# I wish you would have/had bought a car



## bimbo1973

I have a doubt about these structures:

I wish you would have bought a car
I wish you had bought a car

What´s the difference?
Thanks


----------



## Bevj

Hola
Por favor dinos qué quieres decir en español y explica la situación en que se usa la frase.


----------



## donbill

The first sentence, "I wish you would have bought the car," is incorrect.
The second is correct.

En español no se puede decir **Ojalá (que) habría comprado un carro* o **Si habría comprado un carro no tendría que caminar tanto. *Es esencialmente lo mismo en inglés. Es incorrecto decir **If you would have bought a car, you wouldn't have to walk so much. *Hay que decir *If you had bought a car, you wouldn't have to walk so much.*

El error es muy común en inglés.


----------



## gengo

donbill said:


> El error es muy común en inglés.



So common.  It is a pet peeve of mine.

Bimbo1973, both of these:
     I wish you would have bought a car
     I wish you had bought a car
translate the same into Spanish, Ojalá hubieras comprado un coche, but only the second one is correct, as Donbill says.


----------



## bimbo1973

Me gustaría saber que diferencia gramatical existe. En que contexto se usa I wish I had bought a car y I wish I would have bought a car. Las dos se refieren al pasado pero no se distinguir cuando usar uno u otro


----------



## Bevj

Tal como te han explicado, no se usa 'I wish I would have bought a car' en ningún contexto, porque es incorrecto.


----------



## Agró

bimbo1973 said:


> Me gustaría saber que diferencia gramatical existe. En que contexto se usa I wish I had bought a car y I wish I would have bought a car. Las dos se refieren al pasado pero no se distinguir cuando usar uno u otro


I wish I had bought a car: Ojalá *hubiera/hubiese* comprado un coche.  
I wish I would have bought a car: Ojalá *habría *comprado un coche.


----------



## bimbo1973

Ok. Gracias


----------



## SevenDays

bimbo1973 said:


> Me gustaría saber que diferencia gramatical existe. En que contexto se usa I wish I had bought a car y I wish I would have bought a car. Las dos se refieren al pasado pero no se distinguir cuando usar uno u otro



Ya ves que la versión con "would have" no es de mucho agrado, y se considera "incorrecta" o "non-standard" (como se dice en muchos libros de gramática), pero "would have" es bastante común, por lo menos en AE. Entonces, ¿vale decir que es una construcción "incorrecta"? Bueno, no vamos a tener una respuesta definitiva aquí en WR; por lo tanto, me voy a enfocar en tu pregunta (la diferencia gramatical), y en una explicación de su uso.

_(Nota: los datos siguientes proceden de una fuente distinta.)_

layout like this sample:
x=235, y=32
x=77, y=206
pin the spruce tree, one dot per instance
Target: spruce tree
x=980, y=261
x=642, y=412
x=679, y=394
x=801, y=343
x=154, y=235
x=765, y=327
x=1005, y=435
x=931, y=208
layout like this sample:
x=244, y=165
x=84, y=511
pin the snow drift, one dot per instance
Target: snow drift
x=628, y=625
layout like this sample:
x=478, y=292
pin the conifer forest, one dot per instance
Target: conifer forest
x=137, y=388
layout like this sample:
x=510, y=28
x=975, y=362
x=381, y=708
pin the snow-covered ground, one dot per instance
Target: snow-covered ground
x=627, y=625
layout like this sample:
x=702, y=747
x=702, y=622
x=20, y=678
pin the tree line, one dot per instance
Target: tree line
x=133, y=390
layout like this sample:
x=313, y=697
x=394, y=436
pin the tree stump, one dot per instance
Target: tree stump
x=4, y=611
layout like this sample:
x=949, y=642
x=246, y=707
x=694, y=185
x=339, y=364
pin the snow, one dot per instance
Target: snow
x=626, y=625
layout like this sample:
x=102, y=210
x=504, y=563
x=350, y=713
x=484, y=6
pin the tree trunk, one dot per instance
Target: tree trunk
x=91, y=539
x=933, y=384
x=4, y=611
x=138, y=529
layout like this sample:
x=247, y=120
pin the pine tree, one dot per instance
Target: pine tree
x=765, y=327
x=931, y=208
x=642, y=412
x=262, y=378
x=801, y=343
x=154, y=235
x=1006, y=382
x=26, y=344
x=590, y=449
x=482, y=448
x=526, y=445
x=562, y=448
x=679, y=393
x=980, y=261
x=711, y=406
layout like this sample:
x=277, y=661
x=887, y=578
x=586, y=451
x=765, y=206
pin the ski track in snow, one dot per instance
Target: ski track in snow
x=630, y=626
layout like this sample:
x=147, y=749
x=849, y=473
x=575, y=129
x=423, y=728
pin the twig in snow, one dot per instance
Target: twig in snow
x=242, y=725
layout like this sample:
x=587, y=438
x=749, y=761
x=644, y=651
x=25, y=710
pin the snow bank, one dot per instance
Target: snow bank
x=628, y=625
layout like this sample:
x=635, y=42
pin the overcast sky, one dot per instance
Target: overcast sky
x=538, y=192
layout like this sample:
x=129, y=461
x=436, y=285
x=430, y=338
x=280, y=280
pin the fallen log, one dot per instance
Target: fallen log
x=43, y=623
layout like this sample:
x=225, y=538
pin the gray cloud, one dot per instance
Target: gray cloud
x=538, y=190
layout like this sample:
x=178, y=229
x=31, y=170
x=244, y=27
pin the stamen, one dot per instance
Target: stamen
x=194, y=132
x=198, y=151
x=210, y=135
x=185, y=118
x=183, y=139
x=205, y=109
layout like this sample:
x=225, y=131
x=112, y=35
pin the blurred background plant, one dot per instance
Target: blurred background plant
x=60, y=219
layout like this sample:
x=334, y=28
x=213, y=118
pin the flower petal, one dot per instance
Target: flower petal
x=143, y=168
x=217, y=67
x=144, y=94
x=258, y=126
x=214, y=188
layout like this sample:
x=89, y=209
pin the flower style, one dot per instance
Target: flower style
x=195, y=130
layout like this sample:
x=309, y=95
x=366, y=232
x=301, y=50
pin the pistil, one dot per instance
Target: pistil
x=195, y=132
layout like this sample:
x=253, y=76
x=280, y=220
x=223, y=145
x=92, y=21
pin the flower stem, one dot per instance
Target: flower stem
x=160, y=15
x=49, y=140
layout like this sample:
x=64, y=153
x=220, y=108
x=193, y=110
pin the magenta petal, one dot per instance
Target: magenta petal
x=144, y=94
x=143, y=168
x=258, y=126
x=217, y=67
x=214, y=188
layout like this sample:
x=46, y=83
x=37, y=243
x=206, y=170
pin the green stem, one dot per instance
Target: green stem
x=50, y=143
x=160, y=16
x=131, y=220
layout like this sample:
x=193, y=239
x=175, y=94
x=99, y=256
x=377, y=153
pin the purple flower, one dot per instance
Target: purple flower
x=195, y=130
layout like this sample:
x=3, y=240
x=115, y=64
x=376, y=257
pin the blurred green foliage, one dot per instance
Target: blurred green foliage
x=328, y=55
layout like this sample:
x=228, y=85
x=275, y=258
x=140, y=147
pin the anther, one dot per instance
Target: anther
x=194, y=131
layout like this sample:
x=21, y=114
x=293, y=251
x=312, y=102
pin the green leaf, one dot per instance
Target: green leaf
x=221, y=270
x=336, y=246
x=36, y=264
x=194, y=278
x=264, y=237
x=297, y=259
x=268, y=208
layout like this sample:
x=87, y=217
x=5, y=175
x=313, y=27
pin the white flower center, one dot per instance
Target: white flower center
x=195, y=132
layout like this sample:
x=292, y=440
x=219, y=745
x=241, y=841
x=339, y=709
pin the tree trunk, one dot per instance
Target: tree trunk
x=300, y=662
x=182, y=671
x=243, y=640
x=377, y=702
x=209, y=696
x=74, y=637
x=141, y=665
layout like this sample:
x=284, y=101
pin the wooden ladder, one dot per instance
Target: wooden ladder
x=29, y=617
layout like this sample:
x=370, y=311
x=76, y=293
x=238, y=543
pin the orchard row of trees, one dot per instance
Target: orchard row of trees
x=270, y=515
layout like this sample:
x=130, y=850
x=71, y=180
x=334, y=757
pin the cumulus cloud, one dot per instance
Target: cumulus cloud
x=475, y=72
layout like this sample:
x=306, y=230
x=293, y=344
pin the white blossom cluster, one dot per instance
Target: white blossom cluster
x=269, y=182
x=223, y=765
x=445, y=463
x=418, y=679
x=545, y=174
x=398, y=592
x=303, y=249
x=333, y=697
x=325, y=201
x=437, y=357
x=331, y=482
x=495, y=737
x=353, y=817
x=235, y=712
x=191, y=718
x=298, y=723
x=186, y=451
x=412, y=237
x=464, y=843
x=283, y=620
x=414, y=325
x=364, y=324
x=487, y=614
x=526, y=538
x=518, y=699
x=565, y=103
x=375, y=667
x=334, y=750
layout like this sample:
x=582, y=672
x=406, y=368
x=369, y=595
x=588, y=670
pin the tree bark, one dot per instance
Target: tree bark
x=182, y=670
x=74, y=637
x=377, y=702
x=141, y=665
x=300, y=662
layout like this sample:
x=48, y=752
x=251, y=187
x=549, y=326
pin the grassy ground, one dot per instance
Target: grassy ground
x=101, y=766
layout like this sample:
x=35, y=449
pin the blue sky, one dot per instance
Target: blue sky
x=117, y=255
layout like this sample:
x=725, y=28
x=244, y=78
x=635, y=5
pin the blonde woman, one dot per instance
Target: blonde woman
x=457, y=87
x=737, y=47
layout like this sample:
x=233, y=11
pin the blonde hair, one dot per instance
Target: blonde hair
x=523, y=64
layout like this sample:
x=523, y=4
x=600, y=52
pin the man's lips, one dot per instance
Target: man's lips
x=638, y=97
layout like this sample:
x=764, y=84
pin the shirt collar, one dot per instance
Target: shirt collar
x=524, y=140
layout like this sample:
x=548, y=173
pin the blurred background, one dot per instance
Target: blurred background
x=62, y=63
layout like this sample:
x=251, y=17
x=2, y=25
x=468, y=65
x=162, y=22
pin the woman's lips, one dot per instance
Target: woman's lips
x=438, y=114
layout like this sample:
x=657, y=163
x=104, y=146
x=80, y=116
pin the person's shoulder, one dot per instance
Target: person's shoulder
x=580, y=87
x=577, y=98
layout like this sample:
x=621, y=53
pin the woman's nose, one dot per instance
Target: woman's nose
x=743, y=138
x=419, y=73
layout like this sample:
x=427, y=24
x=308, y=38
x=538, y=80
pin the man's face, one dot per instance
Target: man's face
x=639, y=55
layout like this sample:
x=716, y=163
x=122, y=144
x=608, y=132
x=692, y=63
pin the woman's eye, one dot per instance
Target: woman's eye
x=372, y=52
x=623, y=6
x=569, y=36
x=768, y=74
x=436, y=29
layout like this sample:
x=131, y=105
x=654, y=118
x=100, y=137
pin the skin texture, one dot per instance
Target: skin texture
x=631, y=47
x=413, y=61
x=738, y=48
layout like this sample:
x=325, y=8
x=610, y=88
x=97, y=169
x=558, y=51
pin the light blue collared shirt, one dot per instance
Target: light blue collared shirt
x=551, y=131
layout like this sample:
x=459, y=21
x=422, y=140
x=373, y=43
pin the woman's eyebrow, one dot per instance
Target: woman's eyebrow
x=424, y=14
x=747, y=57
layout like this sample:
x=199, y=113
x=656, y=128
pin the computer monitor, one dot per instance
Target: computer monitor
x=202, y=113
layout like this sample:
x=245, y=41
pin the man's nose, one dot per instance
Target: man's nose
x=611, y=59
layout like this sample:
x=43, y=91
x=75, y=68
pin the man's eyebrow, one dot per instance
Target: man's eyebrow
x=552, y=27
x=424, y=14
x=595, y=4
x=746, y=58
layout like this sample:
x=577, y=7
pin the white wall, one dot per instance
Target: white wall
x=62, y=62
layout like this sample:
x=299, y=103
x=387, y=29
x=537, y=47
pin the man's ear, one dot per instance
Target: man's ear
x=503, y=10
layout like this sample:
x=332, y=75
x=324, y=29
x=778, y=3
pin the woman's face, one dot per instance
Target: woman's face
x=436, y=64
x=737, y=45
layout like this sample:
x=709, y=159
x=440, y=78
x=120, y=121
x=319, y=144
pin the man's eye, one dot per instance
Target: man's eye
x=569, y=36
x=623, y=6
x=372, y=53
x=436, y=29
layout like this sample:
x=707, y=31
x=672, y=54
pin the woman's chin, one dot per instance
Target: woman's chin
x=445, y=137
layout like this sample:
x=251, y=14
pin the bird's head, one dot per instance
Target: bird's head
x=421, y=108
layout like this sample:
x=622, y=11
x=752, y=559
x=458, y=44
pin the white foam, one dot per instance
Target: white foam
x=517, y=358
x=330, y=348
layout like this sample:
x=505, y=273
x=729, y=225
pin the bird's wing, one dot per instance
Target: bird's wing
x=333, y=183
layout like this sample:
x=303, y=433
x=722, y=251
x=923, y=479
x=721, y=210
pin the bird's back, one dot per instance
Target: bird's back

Gramaticalmente, "wish" require un complemento que sea _contrary to fact. _Ambas formas ("would have + participio" y "had + participio") cumplen con ese requisito, pues ambas se refieren a algo que no ocurrió. Ahora bien, la diferencia gramatical radica en la forma en que ambas formas se refieren al "tiempo pasado." _had bought _lo hace con un *past tense *("had"), mientras que _would have bought _lo hace con una *perfective construction*. Esta construcción perfectiva no tiene un "past tense," pero se refiere a la acción de "comprar un coche" como completa/acabada. Dicho de otra manera, en "would have bought," es el _aspecto perfectivo _de la frase lo que se refiere al "tiempo pasado."

¿Cómo se explica el uso de "would have bought"? _Would _es un _verbo modal, _y estos verbos siempre introducen _modalidad_. La modalidad simplemente se refiere al punto de vista del hablante. En este caso, "would" se refiere a _volition/intencionalidad; _con "would," hay mayor involucración (emocional) por parte del hablante en el contenido del mensaje. Ahora la diferencia ya no es solamente _gramatical_; también es _semántica_ y _pragmática_.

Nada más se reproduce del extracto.